Even if you could do a measurement and processing of the measurement, so that no two persons are identified as the same, and no person is identified as being multiple persons, then you still need to spread the equipment, control who is using the measurements, and the data must work in a system.(like ethereum)
I'd earlier look at things that might be proxies to 'personas' like reputation/stake systems, size of transactions, combined with a system where people can sign statements about wether or not other people are individuals.(double personas) I suppose if you have content(books/pictures etcetera) and people indicate how much human-work that takes, and you know which entity registers, that is another proxy.
Or games that computers cant do well, and which ethereum can know about.
Mind that whatever you do, users of web wallets or compromised computers can easily have their personas misused. And that situation is currently terrible.
This project is based on openpgp and web of trust system, with some other information as age and place of birth. So you can check people identity.
Based on a "relative monetary theory", prices will not get inflation with the time. People receive each month more than the month before, but there is always the same amount of money on the system relatively to the people in the system. If you start getting prices fixed relatively to the universal dividend (basic incombe), prices will not get inflation. Inflation is only a problem in non-free money system when some individuals create money for their own benefit and to the detriment of others, and so the problem is due to that non-free money model.

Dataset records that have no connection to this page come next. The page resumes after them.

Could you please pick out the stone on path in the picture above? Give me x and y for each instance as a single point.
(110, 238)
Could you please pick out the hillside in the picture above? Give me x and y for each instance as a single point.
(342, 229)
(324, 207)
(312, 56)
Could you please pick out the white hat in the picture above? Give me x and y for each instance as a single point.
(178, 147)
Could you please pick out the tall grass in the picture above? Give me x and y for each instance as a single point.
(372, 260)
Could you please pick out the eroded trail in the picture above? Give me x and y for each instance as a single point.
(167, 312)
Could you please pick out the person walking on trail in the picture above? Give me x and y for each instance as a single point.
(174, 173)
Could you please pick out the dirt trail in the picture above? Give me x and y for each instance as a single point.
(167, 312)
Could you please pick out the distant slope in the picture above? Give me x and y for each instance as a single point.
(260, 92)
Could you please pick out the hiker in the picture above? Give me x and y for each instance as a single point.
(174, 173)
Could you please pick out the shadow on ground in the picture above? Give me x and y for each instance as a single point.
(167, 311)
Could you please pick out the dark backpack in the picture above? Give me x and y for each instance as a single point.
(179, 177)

Also an other implementation of this approach is visible here : http://ucoin.io
I dont know how ethereum could help to implement this free monetary system. I'm not sure for the moment that it's necessary to use a blockchain as this projects use web of trust / openpgp. Based on humans trust, it should be less energy consuming.
This question and this projects are maybe the most important to develop today because inequality in money creation is the cause of most of our actual society problems.

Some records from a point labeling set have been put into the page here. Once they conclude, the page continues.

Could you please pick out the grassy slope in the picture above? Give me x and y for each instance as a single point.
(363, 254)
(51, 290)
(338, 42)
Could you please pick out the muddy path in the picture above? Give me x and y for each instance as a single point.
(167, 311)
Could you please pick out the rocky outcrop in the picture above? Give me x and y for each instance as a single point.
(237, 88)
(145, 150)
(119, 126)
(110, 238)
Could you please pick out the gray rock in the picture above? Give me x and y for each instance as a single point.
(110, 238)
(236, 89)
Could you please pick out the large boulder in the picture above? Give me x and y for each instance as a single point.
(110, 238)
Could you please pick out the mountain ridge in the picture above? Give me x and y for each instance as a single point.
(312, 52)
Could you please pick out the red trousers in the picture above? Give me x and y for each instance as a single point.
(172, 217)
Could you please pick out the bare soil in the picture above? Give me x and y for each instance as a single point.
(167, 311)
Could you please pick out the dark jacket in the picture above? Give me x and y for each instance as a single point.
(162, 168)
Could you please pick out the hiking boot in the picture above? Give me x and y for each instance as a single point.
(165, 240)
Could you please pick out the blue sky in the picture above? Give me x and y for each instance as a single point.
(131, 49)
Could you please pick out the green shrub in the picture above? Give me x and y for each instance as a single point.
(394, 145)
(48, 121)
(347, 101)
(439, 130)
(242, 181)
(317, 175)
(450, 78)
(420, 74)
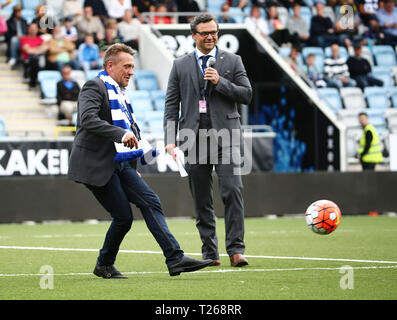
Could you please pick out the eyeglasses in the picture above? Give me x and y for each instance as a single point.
(207, 33)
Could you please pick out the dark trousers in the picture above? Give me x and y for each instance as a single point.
(125, 187)
(230, 189)
(368, 166)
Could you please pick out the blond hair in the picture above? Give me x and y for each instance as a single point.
(112, 53)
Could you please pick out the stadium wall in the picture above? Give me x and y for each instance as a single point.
(266, 193)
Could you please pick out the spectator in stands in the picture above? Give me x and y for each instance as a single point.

i think i am writing about "basic work opportunitty in some eco project for getting eco food for tonight's dinner" instead of a basic income as conventionally knwown, which could work, but needs some additional central-buro, useful sometimes, but we can get to further automate this i reckon with de-centralizing in easy metrics valueing and publicking practically infinite tasks generally liked,
i doubt hardly on distributing metrics (for estating values that could generate privileged rights in this example) because it is very obvious that we are harming the planet too much, and we suffer from "basic" goods access most of us..

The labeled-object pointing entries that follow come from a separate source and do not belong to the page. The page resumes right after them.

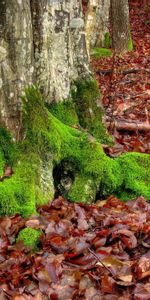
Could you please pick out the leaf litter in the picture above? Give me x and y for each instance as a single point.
(125, 85)
(85, 252)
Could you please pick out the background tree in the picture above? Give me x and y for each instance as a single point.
(121, 35)
(97, 23)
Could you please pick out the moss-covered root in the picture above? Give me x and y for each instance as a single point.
(86, 96)
(30, 237)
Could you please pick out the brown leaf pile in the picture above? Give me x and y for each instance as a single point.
(126, 89)
(97, 252)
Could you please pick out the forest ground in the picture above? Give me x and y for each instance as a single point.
(97, 252)
(126, 90)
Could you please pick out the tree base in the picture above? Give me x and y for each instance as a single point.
(48, 146)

me talking too much for a first post, hi!
http://forum.ethereum.org/discussion/1009/the-people-s-republic-of-doug-ethereum-based-decentralized-organization#latest
So I made a proposal for a coin where everyone can create an "account" that receives an basic income of unique coins (every account has unique coins). So this coins are worthless in the beginning and they only gain in value if people connect with each other and decide to accept each others coins (and trade them 1:1). So the incentive is to use all your social contacts and focus them on your one personal coin.